İLERİ SÜRÜLEN İSTİNAF SEBEPLERİ: Davacı vekili istinaf başvuru dilekçesinde, müvekkilinin … ibareli markaya yaptığı yatırım ve harcadığı emek sonucu ayırtedicilik kazandığını, müvekkilinin kanun ile kurulduğunu, buna rağmen marka başvurusunun haksız olarak reddedildiğini, davalının kullanılmama nedeniyle iptal edilen markasının mesnet alınarak başvurunun reddininin doğru bulunmadığını, markaların bir bütün olarak değerlendirilmesi gerektiğini, iltibas bulunmadığını, kullanım alanlarının farklı bulunduğunu ileri sürerek, ilk derece mahkemesi kararının kaldırılmasını, davanın kabulüne karar verilmesini istemiştir.

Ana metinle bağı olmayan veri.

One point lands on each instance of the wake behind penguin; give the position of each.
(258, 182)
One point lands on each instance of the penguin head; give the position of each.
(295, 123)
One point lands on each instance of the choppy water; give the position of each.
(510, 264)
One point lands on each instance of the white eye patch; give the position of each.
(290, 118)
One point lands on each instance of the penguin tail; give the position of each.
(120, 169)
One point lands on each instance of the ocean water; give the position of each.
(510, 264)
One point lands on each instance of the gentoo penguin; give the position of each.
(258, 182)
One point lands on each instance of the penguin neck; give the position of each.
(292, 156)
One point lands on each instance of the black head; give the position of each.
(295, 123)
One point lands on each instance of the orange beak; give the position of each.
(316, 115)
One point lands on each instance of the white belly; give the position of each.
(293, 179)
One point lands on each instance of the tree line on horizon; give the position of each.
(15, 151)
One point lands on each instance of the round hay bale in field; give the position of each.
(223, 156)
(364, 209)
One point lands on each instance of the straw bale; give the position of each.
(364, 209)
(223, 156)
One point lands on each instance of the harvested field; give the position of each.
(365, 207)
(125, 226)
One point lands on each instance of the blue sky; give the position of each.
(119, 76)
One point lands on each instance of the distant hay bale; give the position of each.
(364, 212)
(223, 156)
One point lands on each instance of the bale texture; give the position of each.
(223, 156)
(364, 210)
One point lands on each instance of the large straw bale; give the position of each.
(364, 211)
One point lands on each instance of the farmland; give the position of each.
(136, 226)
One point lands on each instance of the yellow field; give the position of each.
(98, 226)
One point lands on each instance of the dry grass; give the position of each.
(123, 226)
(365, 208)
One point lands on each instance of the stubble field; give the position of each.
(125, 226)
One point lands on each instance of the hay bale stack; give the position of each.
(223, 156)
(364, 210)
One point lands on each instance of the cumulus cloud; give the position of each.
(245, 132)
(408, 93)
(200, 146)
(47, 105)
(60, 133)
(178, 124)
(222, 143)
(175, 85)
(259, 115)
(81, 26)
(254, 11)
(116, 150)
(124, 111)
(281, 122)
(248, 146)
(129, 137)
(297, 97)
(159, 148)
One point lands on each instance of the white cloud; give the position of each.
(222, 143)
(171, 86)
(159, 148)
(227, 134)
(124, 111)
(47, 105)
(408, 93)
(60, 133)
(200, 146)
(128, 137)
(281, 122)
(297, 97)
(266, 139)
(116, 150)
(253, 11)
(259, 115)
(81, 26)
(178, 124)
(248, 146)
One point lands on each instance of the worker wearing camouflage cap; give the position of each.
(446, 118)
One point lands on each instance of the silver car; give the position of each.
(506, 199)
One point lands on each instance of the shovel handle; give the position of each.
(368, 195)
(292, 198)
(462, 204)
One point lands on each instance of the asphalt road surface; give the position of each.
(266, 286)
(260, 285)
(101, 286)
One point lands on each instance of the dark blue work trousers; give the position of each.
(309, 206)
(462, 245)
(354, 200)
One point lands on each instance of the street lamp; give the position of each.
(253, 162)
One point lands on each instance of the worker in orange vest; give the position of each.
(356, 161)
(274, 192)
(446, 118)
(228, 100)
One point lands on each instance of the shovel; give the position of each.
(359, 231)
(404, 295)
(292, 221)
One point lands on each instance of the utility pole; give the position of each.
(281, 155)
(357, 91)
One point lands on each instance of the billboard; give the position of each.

GEREKÇE : Dava, marka ile ilgili Kurum kararlarının iptali istemine ilişkindir.
İnceleme, 6100 sayılı HMK’nın 355. madde hükmü uyarınca istinaf dilekçesinde belirtilen sebeplerle sınırlı olarak ve kamu düzenine aykırı hususların olup olmadığı gözetilerek yapılmıştır.
Dosya kapsamı, mevcut delil durumu ve ileri sürülen istinaf sebepleri dikkate alındığında mahkemenin vakıa ve hukuki değerlendirmesinde usul ve esas yönünden yasaya aykırılık bulunmadığı, “… …” ibareli başvuru ile redde mesnet “…” ibareli marka arasında, başvuru kapsamından çıkarılan 44. Sınıf hizmetler yönünden 556 sayılı KHK’nın 8/1-b maddesi anlamında ortalama alıcılar nezdinde görsel, işitsel ve anlamsal olarak bıraktıkları genel izlenim itibariyle ilişkilendirilme ihtimalini de içerecek şekilde iltibas tehlikesinin bulunduğu, zira her iki markanın asli unsurunun da “…” ibaresinden oluştuğu, davacının kanunla kurulmuş olmasının doğrudan üniversite isminin marka olarak tesciline imkan vermeyeceği, davanın YİDK kararının iptali istemine ilişkin olduğu ve YİDK kararının verildiği tarihteki koşullara göre uyuşmazlığın değerlendirilmesinin gerektiği anlaşılmakla, davacı vekilinin istinaf başvurusunun esas yönünden reddine dair hüküm kurmak gerekmiştir.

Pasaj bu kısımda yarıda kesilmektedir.